Die CVP-Initiative "Heiratsstrafe abschaffen" gibt vor, für verheiratete Paare die Steuern zu senken. Sie definiert die Ehe jedoch sehr altertümlich und diskriminiert Lesben und Schwule. Eine Öffnung der Ehe für alle würde versperrt. Und der Einnahmeverlust für den Bund wäre beträchtlich. Deshalb lehnt der SGB das Begehren klar ab.
Die Initiative "Heiratsstrafe abschaffen" will die angebliche Benachteiligung verheirateter Paare gegenüber Konkubinatspaaren bei der direkten Bundesteuer abschaffen. Dabei definiert sie in der Verfassung die Ehe als die "auf Dauer angelegte und gesetzlich geregelte Lebensgemeinschaft von Mann und Frau". Für homosexuelle Paare würde damit der Anspruch auf gleiches Recht bei der Ehe in weite Ferne verschwinden. "Damit dreht die Initiative das Rad zurück und torpediert die entsprechenden parlamentarischen Bemühungen", kommentiert Max Krieg, Präsident der Kommission LGBT (Lesben, Gay, Bisexuelle und Transmenschen) des SGB. Krieg weiter: "Eine repräsentative Umfrage vom November 2015 hat gezeigt, dass 70% der hiesigen Bevölkerung eine solche Öffnung der Ehe befürworten." In der Tat: Die Formen von Ehe und Familie sind heute viel offener als die Definition der CVP-Initiative.
Auch das Ehe- und Familienrecht entwickelt sich auf der ganzen Welt in Richtung Öffnung. Der Europäische Gerichtshof für Menschenrechte etwa hat befunden, dass auch homosexuelle Paare ein Recht auf Familie haben. Und der oberste Gerichtshof in den USA hat kürzlich entschieden, dass die einzelnen Staaten Ehen von Personen gleichen Geschlechts nicht mehr verbieten dürfen.
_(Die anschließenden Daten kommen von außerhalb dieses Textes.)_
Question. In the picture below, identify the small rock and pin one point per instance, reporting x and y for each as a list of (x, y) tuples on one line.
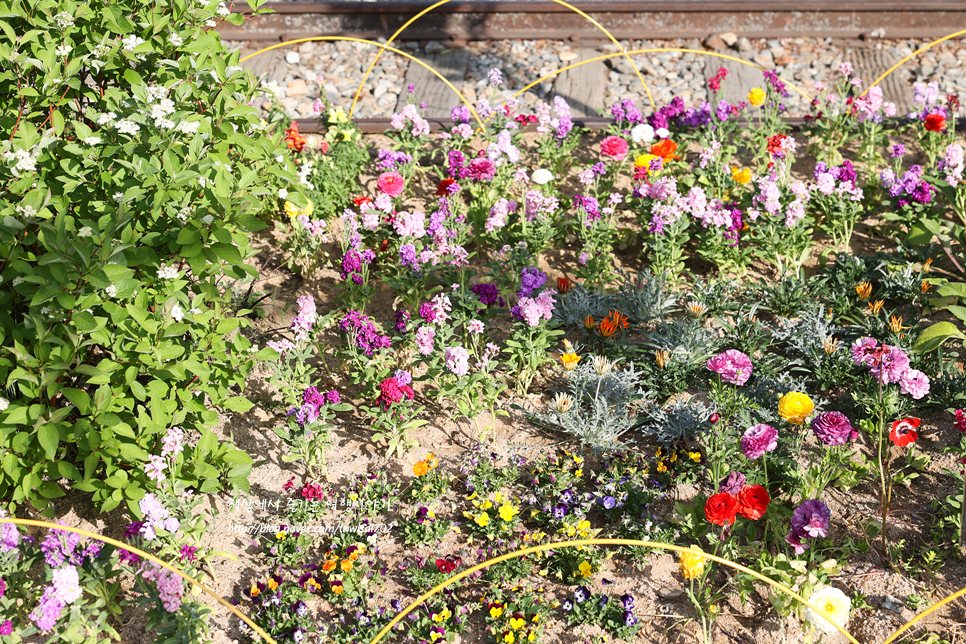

Einheit der Materie nicht gegeben
Ein anderes Problem der Initiative: Sie verletzt die sogenannte Einheit der Materie, indem sie zwei Themen mischt. Sie verunmöglicht es dem Volk, über zwei separate Fragen auch separat zu entscheiden: über das Steuerwesen einerseits und die Öffnung der Ehe auf gleichgeschlechtliche Paare andererseits. Diese Koppelung, die nur ein doppeltes Ja oder ein doppeltes Nein zulässt, ist unsauber, geradezu manipulativ. Sie lässt keine differenzierte Stimmabgabe zu.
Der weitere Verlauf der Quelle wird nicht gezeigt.